You are viewing a plain text version of this content. The canonical link for it is here.
Posted to solr-user@lucene.apache.org by Christian <en...@gmail.com> on 2011/07/07 00:05:33 UTC

Getting the indexed value rather than the stored value

Hi,

I am using the following fieldType to change the index of a given field:

    <fieldtype name="profanity" stored="false" indexed="true"
class="solr.TextField" >
      <analyzer type="index">
        <tokenizer class="solr.StandardTokenizerFactory"/>
        <filter class="solr.KeepWordFilterFactory" words="profane-words.txt"
ignoreCase="true"/>
<filter class="solr.PatternReplaceFilterFactory"
pattern="^(.+)$"
replacement="YES"
replace="all"/>
      </analyzer>
  <analyzer type="query">
        <tokenizer class="solr.StandardTokenizerFactory"/>
      </analyzer>
    </fieldtype>


This is great for finding all things with or without profanity (as separate
queries), but I would like to get the value as part of a the query and let
the consumer of the call decide what to do with the data.
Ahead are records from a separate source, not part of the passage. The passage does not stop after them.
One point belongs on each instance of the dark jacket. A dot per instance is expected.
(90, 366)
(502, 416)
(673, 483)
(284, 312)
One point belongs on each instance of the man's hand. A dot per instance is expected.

Is there a way to do this w/o having to instantiate a KeepWordFilterFactory
in the Java class that is responsible for inserting the document into Solr?
For example, I know that I can do this in Java code during the insert, but I
would rather get the indexed value (the one that shows up when faceting).

Please let me know if this is not clear.

Thanks,
Christian

Re: Getting the indexed value rather than the stored value

Posted by Chris Hostetter <ho...@fucit.org>.
: However, when I get the value of the field from a Solr query, I get the
: original sentence ("some sentence like this") which is not what I want (in
: this particular case).

the stored field is allways the original stored value -- analysis is only 
used for producing the indexed terms.

: For now, i ended up creating a custom updateprocessor and configured it in
: solrconfig.xml, but I would still like to know if there's a way through the
: SOLR API to get the actual indexed value (like the way the SOLR api does it)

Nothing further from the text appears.